During the training process, we save checkpoints that represent the current state of your model. These checkpoints are crucial for preserving training progress and allow you to resume training or use the model at various stages of its development.

Types of Checkpoints

We offer two types of checkpoints:

  1. Regular Checkpoints
  2. LoRA Checkpoints

Regular Checkpoints

Regular checkpoints contain the full state of the model, including all parameters.

  • Advantages:
    • Can be used directly with vLLM for inference
    • Represent the complete model state
  • Use Cases:
    • When you need to deploy the full model
    • For scenarios where you don’t need the flexibility of LoRA

LoRA (Low-Rank Adaptation) Checkpoints

LoRA checkpoints contain only the adaptations made to the base model, significantly reducing the checkpoint size.

  • Advantages:
    • Smaller file size
    • Can be combined with different base models
    • Allows for mixing multiple adaptations
  • Use Cases:
    • When you want to fine-tune a model for multiple tasks
    • For efficient storage and transfer of model adaptations

Using LoRA Checkpoints

LoRA checkpoints can be utilized in two main ways:

  1. Merged with Base Model:

    • Combine the LoRA adaptations with the original base model to create a full model
    • Useful when you want to deploy a single, adapted model
  2. Used with Base Model and Multiple Adapters:

    • Keep the base model separate and apply one or more LoRA adaptations at runtime
    • Can be done using vLLM or the LoRAX library
    • Allows for dynamic mixing of different adaptations

Checkpoint Metrics

Each checkpoint includes metrics such as eval_loss, which helps you identify the best-performing checkpoint. Lower eval_loss generally indicates better model performance on the evaluation dataset.

Downloading Checkpoints

To download a checkpoint directly to your GPU server:

  1. Navigate to the dashboard
  2. Find the desired checkpoint
  3. Copy the provided CLI command
  4. Run the command on your server to download and extract the checkpoint

The CLI command will use a pre-signed URL to securely download the checkpoint and automatically extract it for you.

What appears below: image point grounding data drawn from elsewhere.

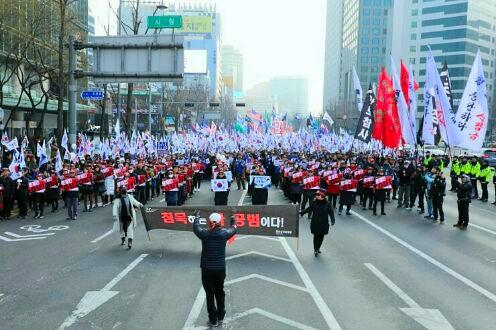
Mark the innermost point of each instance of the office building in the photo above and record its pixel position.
(285, 95)
(454, 31)
(201, 31)
(359, 34)
(232, 69)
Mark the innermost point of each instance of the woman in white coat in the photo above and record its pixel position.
(124, 215)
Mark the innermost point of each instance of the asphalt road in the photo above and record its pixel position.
(398, 271)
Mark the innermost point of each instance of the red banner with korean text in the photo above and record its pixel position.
(260, 220)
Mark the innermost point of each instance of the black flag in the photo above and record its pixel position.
(366, 123)
(446, 80)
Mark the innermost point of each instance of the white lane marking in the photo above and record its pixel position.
(195, 310)
(6, 239)
(268, 238)
(429, 318)
(400, 293)
(94, 299)
(319, 301)
(428, 258)
(121, 275)
(25, 236)
(267, 279)
(242, 198)
(269, 315)
(257, 253)
(99, 238)
(482, 228)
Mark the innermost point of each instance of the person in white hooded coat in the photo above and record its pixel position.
(125, 217)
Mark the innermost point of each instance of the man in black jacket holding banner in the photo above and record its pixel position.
(213, 263)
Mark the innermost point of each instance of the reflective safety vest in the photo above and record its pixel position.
(486, 174)
(456, 169)
(466, 168)
(474, 170)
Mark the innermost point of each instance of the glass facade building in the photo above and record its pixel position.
(359, 34)
(454, 31)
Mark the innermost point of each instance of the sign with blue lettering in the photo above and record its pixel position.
(92, 94)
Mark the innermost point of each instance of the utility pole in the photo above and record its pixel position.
(72, 91)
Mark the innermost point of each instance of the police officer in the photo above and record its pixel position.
(464, 197)
(474, 172)
(438, 189)
(485, 174)
(213, 263)
(455, 173)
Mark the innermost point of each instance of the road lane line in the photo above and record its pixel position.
(92, 300)
(99, 238)
(270, 256)
(428, 258)
(121, 275)
(331, 321)
(406, 298)
(432, 319)
(482, 228)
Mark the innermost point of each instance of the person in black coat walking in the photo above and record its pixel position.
(221, 197)
(213, 263)
(321, 211)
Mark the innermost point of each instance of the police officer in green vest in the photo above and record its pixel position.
(465, 167)
(455, 173)
(427, 159)
(485, 176)
(474, 172)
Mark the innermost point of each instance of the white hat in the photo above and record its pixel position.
(215, 217)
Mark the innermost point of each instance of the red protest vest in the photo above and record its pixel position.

Example command structure:

curl -L "https://presigned-url-to-your-checkpoint.com" | tar -xzvf -

This command downloads the checkpoint using the pre-signed URL and extracts it in one step.

Best Practices

  • Regularly save checkpoints during long training runs
  • Compare eval_loss metrics to choose the best checkpoint
  • For production, consider using regular checkpoints with vLLM for simplicity
  • For research or multi-task scenarios, leverage LoRA checkpoints for flexibility

By understanding and effectively using checkpoints, you can streamline your model development process, easily experiment with different model versions, and efficiently deploy your trained models.